明治大学野球部で投手を務める並木(市川海老蔵)は肩を壊して「魔球」を習得しようと奮闘だった。戦局が厳しくなると並木は海軍に志願する。海軍学校に入った並木らに特攻兵器回天への志願者募集が告げられる。葛藤の末、並木は回天に志願して、搭乗員としての訓練が始まるが……。


沒有出口的海 (預告片)

旧日本軍の特攻兵器に題材を採り、若者たちの青春と組み合わせてつくられた映像作品はいくつもあるが、回天を取り上げたものは数少ない。『人間魚雷回天』(1955年、監督:松林宗恵)がすぐに思い浮かぶが、戦争を肌身で知っている時代の映画あり、現代にそれを求めるは無理だろう。

本作は戦闘シーンがほとんどなく主人公たちの人間ドラマを中心に淡々と進行していく。それはいいのだが、この映画では戦争の不条理が十分に描かれていないのが不満。主人公が唐突に海軍に志願したり、申し訳程度に出てくる恋人(上野樹里)の関与もよくわからない。

戦闘シーンがないぶん、本来ならば主人公たちが戦争をどう考えていたのか、なぜ特攻に志願するに至ったのか、その心情を丁寧に描くべきだろう。

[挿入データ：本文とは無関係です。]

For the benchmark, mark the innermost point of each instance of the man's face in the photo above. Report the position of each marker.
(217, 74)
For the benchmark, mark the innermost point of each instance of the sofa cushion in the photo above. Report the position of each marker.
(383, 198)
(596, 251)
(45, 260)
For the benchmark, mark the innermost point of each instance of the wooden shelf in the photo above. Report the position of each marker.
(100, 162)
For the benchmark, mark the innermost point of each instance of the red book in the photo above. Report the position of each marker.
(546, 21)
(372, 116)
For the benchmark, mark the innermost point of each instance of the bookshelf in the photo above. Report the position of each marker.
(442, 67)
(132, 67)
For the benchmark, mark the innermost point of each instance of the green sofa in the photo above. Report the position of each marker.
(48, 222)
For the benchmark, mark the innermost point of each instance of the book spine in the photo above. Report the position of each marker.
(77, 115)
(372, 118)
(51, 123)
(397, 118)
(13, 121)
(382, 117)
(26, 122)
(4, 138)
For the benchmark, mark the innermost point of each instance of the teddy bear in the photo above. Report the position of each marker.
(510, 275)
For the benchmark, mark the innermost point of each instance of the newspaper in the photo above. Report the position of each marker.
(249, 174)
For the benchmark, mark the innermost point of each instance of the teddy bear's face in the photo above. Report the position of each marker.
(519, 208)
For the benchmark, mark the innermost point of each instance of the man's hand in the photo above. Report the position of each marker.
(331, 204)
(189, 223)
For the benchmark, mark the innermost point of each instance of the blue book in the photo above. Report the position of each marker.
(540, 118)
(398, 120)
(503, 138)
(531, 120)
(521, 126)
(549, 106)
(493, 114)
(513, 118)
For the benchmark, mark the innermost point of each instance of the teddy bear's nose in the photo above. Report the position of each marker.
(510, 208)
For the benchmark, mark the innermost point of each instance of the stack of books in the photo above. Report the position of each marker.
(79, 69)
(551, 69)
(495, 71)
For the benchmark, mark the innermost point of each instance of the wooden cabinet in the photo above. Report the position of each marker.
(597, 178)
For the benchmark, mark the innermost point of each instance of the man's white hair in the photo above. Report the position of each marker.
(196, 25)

あまり見どころのない映画だが、回天搭乗員の訓練課程が細かく描かれていたのは興味深かった。相当複雑な手順を計算を求められるのには驚いた。バカには無理だったのだろうが、そのため将来を嘱望されるような有能な人材が無為に死んでいったことがわかる。気になるのは人間魚雷「回天」の兵器としての評価である。果たして戦果は上がったのだろうか。この点も映画に取り入れてほしかった。

主演の海老蔵については、少し前に『利休にたずねよ』の演技を見て感心したので、本作でも期待したがどうも彼のよさを発揮できないように思えた。共演者たちの演技も感心できない。人間ドラマを中心にしているのに、芝居がダメなので凡庸な作品になっている。こうなるなら特撮を全面的に取り入れて、戦闘場面に特化したほうがよかった。